The Listserve
I would be remiss if I didn't start with The Listserve, labeled an "email lottery". The premise?
Each day, an email is chosen from it's growing (21k+ at the time of writing) list of subscribers.
The lucky-winner is given 48 hours to come up with a short email.
About anything.
Love, or the environment, or political rants. They've all been explored.

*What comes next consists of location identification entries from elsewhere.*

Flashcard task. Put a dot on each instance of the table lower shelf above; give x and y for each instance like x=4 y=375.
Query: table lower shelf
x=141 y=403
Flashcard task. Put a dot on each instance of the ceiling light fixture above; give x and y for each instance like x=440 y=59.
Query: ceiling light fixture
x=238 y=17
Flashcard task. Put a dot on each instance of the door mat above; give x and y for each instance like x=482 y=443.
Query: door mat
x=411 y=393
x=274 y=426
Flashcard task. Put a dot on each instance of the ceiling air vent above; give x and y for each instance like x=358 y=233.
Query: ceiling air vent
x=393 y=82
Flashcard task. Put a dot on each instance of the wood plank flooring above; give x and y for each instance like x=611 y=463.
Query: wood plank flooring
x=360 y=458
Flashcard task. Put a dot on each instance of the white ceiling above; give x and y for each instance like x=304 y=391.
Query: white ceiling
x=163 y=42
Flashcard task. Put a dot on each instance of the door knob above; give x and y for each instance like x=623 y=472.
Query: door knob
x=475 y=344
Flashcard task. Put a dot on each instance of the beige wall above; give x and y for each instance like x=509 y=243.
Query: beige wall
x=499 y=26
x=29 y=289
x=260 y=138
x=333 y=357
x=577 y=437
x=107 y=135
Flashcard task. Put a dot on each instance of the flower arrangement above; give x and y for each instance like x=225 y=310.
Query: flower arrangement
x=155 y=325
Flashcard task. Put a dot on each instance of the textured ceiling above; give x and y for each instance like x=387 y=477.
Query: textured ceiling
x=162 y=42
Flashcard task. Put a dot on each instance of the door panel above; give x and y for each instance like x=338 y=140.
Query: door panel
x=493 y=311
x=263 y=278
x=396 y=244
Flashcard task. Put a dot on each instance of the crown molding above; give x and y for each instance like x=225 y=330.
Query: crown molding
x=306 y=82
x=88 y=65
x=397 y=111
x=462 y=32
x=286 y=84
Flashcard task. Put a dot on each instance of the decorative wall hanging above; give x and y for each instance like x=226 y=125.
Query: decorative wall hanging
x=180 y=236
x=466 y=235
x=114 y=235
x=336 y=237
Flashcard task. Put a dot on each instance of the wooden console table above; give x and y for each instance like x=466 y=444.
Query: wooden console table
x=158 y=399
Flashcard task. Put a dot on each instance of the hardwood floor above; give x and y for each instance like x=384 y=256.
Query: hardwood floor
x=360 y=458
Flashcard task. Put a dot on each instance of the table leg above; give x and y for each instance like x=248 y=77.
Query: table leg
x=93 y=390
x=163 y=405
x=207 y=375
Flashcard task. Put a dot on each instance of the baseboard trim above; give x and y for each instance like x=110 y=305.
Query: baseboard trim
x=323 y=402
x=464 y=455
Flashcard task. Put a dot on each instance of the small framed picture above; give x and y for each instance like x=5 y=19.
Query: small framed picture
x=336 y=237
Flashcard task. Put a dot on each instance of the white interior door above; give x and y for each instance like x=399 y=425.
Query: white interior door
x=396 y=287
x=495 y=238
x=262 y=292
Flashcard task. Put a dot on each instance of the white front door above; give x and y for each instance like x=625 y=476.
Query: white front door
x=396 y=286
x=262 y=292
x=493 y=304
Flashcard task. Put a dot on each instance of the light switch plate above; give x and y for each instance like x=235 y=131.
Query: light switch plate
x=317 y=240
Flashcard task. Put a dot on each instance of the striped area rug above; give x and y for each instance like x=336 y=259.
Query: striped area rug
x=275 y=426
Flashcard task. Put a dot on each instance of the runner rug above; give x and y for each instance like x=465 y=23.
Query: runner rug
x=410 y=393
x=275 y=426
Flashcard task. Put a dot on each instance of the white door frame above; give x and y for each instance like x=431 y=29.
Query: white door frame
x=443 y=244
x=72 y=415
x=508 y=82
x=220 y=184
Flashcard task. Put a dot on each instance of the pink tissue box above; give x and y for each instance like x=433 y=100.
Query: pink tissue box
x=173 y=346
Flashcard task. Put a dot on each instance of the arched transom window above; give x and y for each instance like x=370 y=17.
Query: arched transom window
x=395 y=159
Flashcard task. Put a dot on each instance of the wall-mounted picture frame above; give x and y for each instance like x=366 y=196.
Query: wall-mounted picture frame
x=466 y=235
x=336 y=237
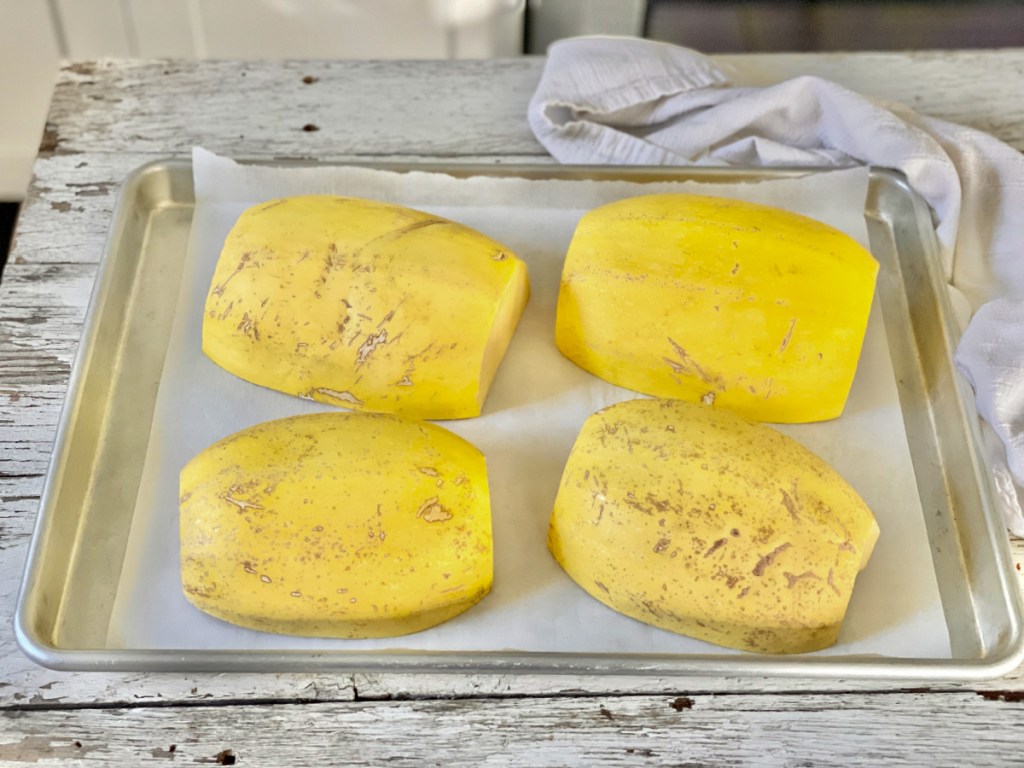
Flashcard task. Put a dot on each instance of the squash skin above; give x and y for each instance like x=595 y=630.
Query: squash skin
x=337 y=524
x=716 y=300
x=697 y=521
x=365 y=305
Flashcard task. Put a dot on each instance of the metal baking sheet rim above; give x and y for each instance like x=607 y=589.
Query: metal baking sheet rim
x=41 y=649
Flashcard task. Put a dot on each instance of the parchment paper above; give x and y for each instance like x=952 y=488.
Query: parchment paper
x=536 y=407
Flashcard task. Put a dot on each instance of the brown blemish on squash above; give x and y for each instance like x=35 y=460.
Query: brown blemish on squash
x=794 y=579
x=242 y=504
x=344 y=396
x=791 y=506
x=767 y=560
x=787 y=337
x=432 y=511
x=373 y=341
x=715 y=547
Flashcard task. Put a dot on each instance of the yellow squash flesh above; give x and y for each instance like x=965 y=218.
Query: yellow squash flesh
x=337 y=524
x=699 y=298
x=365 y=305
x=697 y=521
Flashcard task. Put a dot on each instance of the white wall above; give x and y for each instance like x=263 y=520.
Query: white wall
x=36 y=34
x=29 y=58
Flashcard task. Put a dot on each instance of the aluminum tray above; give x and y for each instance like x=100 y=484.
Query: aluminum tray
x=85 y=516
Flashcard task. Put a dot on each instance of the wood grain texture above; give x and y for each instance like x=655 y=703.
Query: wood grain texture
x=110 y=118
x=721 y=730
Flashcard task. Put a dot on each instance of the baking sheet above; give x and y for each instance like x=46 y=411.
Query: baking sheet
x=531 y=416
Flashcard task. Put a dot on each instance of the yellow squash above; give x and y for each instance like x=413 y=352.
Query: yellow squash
x=338 y=524
x=697 y=521
x=364 y=304
x=700 y=298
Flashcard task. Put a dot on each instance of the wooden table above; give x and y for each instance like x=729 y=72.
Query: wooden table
x=109 y=118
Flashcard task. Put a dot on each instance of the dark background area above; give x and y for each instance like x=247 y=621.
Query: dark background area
x=755 y=26
x=8 y=213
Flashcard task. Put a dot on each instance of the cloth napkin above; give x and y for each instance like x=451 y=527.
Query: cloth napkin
x=626 y=100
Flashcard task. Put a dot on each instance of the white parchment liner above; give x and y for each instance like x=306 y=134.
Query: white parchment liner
x=535 y=410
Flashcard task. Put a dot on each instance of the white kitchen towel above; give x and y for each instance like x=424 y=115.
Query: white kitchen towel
x=626 y=100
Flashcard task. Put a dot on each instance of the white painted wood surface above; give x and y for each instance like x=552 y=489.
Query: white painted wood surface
x=111 y=117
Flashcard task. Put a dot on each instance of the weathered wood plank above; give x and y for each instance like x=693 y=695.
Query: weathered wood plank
x=719 y=730
x=167 y=107
x=443 y=108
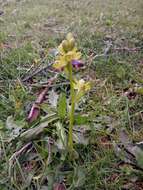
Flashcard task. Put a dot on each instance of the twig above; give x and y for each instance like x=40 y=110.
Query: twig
x=35 y=110
x=17 y=153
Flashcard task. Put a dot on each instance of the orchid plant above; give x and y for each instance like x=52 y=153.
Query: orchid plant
x=67 y=58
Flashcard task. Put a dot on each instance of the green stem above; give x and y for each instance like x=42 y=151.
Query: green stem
x=71 y=115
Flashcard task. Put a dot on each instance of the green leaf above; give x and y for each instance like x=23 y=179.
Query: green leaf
x=121 y=72
x=80 y=120
x=139 y=156
x=62 y=106
x=140 y=91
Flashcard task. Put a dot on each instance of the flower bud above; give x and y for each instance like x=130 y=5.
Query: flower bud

People are given the chance to have their voice, and mind, delivered directly to tens-of-thousands on inboxes. A promising idea. So how does Switcheroo fit in?
Switcheroo
Switcheroo is my attempt to give everyone a chance to share their writings, and have them read. While I don't have a catchy one-sentence pitch (yet), the goal is to connect writers, around a topic, together, anonymously. I think it makes more sense when I explain the flow:
- You sign up (hopefully)
- You're sent an email once-a-day, with a topic
- If the topic moves you, you reply back to the email with a story, memory, or whatever else
- We'll then "switch" yours with someone else's, anonymously
That's it. The stories will also be posted online anonymously to read.
Why I made it
I want to practice my writing. And while I could do so in a journal, or blog, there is something charming about the idea that I can write, and have it read, anonymously. From the convenience of my inbox.
The goal? To encourage anonymous sharing. And perhaps later, anonymous conversations around those stories (hint: you can reply back to any stories that you're sent and start an anonymous conversation with them through email).
The Tech
Since this blog focuses on the technology aspect of my life, I've got to make a mention there:
- Postmark for both inbound and outbound (for now) emails
- Google Apps for creating groups/aliases for forwarding to Postmark
- Running on my TurtlePHP framework (along with a bunch of plugins)
- Twitter Bootstrap for the design
- MooTools for a few of those front end plugins and some functionality
I'd say I've spent maybe 80+ hours on this project by now, but got it up in about 25 hours.
I'll try and get a few blog posts up about some scaling issues, and some edge-cases when using inbound hooks (whether Postmark or another provider).
Also, if enough outbound emails are generated (at least 30 or so per day at the moment), I'll probably switch the outbound to Amazon SES with a reply-to being capture by Postmark (or maybe another inbound provider if they're dramatically cheaper).